One of those, according to the task force, is Isauro Aguirre who is awaiting execution in San Quentin State Prison for the murder of 8-year-old Gabriel Fernandez who was abused, tortured and beaten to death in 2013.
Schubert said the prosecutors became aware of the massive problem last month and formed the task force in an effort to tackle it.
In a letter to the governor this week, the California District Attorney's Statewide EDD Fraud Task Force detailed what their investigation found: more than 35,000 claims filed between March and August in the names of inmates. Of those claims, 20,000 have been paid out — totaling more than $140 million.
"Tens of thousands of inmates — local, state and federal," she said. "The highest single claim paid is close to $20,000."
One of the task force members was Riverside County District Attorney Michael Hestrin. Both Schubert and Hestrin said some inmates had their identities stolen and used to apply for benefits, but others were in on the alleged schemes to defraud the state agency.
"We've heard stories of prisoners getting money on their books, but their spouses, their parents, their siblings or just fellow gang members on the outside are getting these debit cards and running up, you know, buying luxury items," he said. "It's hard to understand how we got here, how our government has grown this inattentive, but at the end of the day we've got to do better with government."
On Tuesday, Gov. Gavin Newsom responded with a statement saying he has already taken action in an effort to solve the latest issue to plague the overwhelmed state agency.
"Based on that direction, EDD and CDCR, in partnership with USDOL, worked to match the social security numbers of those in state custody to identify the scope of the problem and to hold people accountable," he said.
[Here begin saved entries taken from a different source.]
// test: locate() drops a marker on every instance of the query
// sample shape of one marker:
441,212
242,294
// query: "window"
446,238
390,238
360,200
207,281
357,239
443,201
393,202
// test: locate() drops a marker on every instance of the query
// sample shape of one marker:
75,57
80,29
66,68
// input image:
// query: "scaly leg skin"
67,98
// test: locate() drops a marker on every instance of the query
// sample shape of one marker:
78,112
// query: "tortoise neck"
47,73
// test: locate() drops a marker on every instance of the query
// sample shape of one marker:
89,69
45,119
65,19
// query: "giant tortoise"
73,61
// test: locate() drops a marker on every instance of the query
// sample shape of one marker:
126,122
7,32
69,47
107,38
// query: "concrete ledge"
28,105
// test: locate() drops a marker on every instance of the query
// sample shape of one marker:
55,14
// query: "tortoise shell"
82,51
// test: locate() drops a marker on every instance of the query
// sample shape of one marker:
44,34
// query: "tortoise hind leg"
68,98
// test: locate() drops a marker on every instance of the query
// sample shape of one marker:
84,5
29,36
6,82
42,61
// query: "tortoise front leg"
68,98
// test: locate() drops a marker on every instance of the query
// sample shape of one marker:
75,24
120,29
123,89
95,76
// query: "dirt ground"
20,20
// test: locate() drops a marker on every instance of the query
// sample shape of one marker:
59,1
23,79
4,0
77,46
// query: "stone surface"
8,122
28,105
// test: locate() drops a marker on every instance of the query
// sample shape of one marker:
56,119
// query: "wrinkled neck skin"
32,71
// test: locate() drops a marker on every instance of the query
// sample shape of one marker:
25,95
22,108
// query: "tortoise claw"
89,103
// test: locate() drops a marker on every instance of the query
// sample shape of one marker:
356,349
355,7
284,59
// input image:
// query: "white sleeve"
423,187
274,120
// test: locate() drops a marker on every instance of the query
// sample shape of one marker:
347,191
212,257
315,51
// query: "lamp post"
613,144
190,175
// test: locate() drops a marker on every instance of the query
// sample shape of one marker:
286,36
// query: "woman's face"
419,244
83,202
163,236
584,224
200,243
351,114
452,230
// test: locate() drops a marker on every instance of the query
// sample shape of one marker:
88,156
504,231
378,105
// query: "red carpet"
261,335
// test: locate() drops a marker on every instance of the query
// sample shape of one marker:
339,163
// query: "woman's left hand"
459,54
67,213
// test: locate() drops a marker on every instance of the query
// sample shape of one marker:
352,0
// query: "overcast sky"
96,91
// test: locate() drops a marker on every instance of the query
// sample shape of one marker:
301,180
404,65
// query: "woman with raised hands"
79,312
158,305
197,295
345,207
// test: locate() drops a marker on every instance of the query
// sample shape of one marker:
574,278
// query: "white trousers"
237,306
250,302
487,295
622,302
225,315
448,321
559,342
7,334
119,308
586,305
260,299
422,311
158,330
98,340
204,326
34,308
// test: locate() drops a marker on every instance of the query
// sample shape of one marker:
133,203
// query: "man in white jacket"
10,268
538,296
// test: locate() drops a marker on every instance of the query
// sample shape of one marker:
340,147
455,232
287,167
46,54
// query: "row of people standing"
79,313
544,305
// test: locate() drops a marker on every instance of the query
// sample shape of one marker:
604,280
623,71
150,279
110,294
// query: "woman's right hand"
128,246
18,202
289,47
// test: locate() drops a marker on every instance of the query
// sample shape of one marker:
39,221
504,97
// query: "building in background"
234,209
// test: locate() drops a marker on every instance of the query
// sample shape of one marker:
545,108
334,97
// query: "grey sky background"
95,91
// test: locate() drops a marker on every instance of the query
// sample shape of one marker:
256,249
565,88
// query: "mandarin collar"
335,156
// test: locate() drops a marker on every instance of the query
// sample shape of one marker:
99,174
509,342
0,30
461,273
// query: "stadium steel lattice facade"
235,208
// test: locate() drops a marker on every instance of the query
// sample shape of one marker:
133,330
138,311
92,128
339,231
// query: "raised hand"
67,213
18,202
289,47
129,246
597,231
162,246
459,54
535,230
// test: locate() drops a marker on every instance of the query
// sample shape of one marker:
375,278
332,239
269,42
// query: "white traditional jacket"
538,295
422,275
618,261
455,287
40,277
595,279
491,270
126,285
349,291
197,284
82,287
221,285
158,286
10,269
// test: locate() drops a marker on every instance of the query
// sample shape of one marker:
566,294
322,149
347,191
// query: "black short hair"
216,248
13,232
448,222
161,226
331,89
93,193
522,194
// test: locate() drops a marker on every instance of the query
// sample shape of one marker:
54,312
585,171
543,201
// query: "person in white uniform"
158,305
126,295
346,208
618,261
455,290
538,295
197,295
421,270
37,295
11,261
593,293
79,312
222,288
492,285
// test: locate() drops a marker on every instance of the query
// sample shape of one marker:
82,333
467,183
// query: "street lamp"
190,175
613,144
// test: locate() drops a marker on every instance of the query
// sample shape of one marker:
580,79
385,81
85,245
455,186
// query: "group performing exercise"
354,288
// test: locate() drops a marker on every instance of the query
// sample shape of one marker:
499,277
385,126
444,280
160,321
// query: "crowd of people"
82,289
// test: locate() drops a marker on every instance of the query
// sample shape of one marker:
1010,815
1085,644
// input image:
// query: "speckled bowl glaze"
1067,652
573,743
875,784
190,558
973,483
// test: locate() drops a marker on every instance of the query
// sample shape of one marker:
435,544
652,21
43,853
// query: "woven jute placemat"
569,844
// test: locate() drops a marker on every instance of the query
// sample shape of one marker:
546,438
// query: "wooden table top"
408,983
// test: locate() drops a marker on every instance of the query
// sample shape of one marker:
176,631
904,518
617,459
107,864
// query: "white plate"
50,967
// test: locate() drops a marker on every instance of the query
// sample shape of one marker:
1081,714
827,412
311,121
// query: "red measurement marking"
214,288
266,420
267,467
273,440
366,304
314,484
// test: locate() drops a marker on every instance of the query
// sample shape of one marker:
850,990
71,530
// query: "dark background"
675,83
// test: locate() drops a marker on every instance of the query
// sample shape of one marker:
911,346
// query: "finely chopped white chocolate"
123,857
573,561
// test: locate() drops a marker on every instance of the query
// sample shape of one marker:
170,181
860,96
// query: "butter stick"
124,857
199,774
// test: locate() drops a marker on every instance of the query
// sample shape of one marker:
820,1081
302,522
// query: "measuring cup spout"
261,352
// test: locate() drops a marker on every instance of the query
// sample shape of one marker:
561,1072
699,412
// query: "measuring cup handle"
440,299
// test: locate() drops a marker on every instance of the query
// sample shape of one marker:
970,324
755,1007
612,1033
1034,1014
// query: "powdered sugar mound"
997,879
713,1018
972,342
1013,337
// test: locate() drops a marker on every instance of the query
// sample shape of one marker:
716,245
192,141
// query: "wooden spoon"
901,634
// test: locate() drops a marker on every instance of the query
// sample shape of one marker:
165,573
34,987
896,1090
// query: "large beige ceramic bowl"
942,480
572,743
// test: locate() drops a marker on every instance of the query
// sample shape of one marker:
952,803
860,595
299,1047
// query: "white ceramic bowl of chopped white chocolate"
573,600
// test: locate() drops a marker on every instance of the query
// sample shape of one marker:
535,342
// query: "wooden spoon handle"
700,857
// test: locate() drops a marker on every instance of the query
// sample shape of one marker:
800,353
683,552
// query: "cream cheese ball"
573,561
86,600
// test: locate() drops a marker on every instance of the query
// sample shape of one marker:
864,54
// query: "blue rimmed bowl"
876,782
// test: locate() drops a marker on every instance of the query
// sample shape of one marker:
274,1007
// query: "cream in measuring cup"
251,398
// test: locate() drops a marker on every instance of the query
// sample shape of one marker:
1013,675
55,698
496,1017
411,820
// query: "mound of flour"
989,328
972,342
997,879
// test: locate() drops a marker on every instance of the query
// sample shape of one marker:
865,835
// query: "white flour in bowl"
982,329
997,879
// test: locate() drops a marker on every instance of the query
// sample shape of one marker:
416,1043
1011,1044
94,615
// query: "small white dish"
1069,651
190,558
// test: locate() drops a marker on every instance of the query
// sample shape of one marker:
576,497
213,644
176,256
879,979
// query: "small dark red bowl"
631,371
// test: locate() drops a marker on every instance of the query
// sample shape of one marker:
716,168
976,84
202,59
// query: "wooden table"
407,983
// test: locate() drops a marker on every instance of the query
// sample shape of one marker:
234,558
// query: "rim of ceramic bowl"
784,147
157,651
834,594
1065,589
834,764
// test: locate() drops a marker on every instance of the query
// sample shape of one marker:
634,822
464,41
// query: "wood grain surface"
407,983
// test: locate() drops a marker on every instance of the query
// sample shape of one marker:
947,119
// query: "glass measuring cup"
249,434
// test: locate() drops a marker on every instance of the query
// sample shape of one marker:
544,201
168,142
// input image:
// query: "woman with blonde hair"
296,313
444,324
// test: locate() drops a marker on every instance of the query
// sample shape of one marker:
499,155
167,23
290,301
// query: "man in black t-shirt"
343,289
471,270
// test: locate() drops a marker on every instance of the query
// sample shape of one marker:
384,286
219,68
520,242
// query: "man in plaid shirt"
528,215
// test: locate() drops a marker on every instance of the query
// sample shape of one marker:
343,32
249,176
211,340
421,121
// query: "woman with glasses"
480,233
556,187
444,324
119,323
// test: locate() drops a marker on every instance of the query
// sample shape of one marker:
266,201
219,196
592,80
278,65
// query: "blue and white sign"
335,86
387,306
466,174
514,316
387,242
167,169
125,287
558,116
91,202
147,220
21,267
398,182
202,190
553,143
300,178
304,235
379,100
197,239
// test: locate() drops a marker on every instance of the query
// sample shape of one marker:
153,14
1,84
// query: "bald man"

The EDD said it has been working to identify suspect claims and has enhanced prevention efforts like working with cyber security experts.
But for people like Megan Charles, one of thousands of Californians waiting to collect unemployment benefits, the question remains of what will be done to make sure money gets into the hands of those who need it.
"What is he actually doing to really help us, because now I'm going into December with no benefits, and another lockdown, so we can't even look for jobs," she said. "There's no jobs out there."